What I built around that offer was extraordinary in its architecture. A rigid, literalist theological framework that simultaneously gave me a perfect father figure, a moral structure to replace the chaos of my home, and a community of surrogate fathers — pastors, mentors, ministry leaders — who I cycled through with the same desperate hunger. I poured that same hunger into my career, my mission, my relentless drive to prove my value through achievement. Every system I constructed was, at its root, a response to the same original absence.
It worked. For a long time, it genuinely worked.
When the Architecture Failed
In October of 2023, my faith collapsed. But I’ve come to understand that what actually collapsed was the coping system I had constructed to manage my father hunger. The theology was the load-bearing wall, and when it gave way, everything built on top of it came down with it.
This is not a story about losing my faith. That’s too small a frame for what actually happened. This is a story about what happens when the system a man built to survive his father’s absence can no longer hold the weight of two things at once — his father’s death, and the weight of becoming a father himself.
There was something else the system had been quietly carrying all those years: the hope that my father might still change. That the faith, the message, the example of my own rebuilt life might somehow reach him. That I would still get my father.
Then he died. And with him went that hope permanently.
I was standing in the wreckage of his absence, cradling my own daughters, watching myself become a father without ever having had one to learn from. The theological framework I had built to hold the weight of his absence wasn’t strong enough. It buckled.
Rejecting the Sledgehammer
When I looked for help navigating the collapse of my faith, I found demolition crews. The internet has no shortage of people eager to help you tear down what remains. But I had already seen at nine years old what a life without meaning and direction produces. I watched it consume my father. I wasn’t going to let it consume me.

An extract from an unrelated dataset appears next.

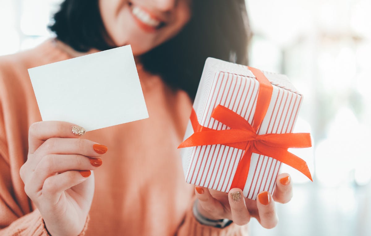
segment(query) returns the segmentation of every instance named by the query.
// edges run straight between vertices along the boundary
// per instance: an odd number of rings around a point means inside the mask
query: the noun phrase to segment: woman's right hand
[[[20,171],[26,194],[53,236],[78,235],[90,209],[94,190],[91,170],[102,163],[107,147],[77,138],[85,130],[62,121],[33,124],[27,160]],[[90,176],[90,177],[89,177]]]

What I needed wasn’t demolition. I needed a new vision for my life — not a new metaphysical system, but a rebuilt identity. A son who could finally name what he never got. A father determined to give his daughters what he didn’t have.

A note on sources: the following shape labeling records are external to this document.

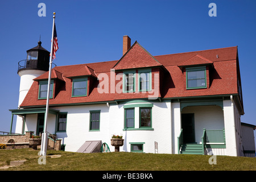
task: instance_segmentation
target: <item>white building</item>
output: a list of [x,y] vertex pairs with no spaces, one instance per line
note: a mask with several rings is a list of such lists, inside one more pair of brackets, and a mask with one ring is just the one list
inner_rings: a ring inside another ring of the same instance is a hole
[[[113,151],[115,134],[124,139],[121,151],[243,156],[237,47],[153,56],[137,42],[130,45],[124,36],[119,60],[52,69],[47,131],[65,151],[93,140]],[[27,63],[42,60],[41,48]],[[18,73],[19,106],[10,110],[18,115],[15,133],[38,134],[48,73],[27,64]]]

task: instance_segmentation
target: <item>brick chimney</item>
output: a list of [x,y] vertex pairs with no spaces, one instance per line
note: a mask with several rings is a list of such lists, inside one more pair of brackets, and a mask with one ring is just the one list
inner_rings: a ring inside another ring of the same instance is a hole
[[123,55],[126,53],[130,47],[131,39],[128,35],[124,35],[123,36]]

Understanding how I built the system that I did, and how I’m rebuilding meaning in the absence of both a literal and a metaphysical father, is what this writing is about.
The Mission
I am not an academic or a theologian. I am a man who spent his adult life building operational systems for complex organizations, and who is now applying that same analytical mind to the most important system I’ve ever examined — the human psyche shaped by father hunger, and the long work of healing it.

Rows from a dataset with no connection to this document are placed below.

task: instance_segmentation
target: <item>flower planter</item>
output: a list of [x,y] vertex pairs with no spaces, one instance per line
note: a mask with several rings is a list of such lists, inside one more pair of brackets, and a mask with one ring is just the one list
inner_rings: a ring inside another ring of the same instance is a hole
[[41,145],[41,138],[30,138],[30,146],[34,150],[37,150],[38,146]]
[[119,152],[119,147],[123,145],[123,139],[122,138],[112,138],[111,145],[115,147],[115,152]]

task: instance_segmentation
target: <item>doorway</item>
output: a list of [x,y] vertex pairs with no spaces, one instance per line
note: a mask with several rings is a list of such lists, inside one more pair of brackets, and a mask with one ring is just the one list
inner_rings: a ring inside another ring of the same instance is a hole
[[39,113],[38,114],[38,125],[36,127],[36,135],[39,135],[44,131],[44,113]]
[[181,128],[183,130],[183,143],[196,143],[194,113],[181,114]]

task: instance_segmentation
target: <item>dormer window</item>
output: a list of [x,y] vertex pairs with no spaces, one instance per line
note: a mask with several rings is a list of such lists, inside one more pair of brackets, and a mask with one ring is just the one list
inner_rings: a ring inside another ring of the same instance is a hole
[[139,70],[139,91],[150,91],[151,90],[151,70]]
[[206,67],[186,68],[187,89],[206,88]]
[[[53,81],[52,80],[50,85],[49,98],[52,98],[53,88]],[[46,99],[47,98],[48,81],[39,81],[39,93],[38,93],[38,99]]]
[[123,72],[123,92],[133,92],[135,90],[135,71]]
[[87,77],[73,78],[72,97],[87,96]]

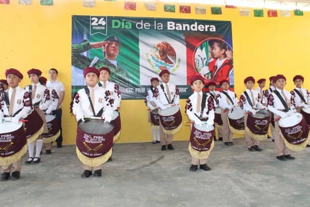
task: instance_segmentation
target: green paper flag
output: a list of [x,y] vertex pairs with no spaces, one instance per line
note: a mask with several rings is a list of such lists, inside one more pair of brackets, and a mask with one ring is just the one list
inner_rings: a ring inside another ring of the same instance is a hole
[[303,16],[303,12],[299,9],[294,10],[294,14],[295,14],[295,16]]
[[164,6],[165,11],[167,12],[175,12],[176,6],[175,5],[165,5]]
[[211,7],[211,13],[212,14],[222,14],[222,8],[221,7]]
[[254,9],[254,16],[259,17],[264,17],[264,10],[263,10],[262,9]]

This Substack is for the man who built his entire world around a system — religious, professional, ideological — and watched it fail him. It’s for the son still carrying the weight of a father who wasn’t there and the complicated grief of a heavenly father who couldn’t fill that space either. It’s for the father trying to give his children something he was never given himself, without a map, without a model, largely without help.
I’m not writing from the other side of this. I’m writing from inside it. Every essay in this series is a real account of the events that shaped the wound, the system I built to manage it, and the slow, non-linear work of becoming a man and a father without the foundation I should have had.
If that’s your story too, you’re in the right place.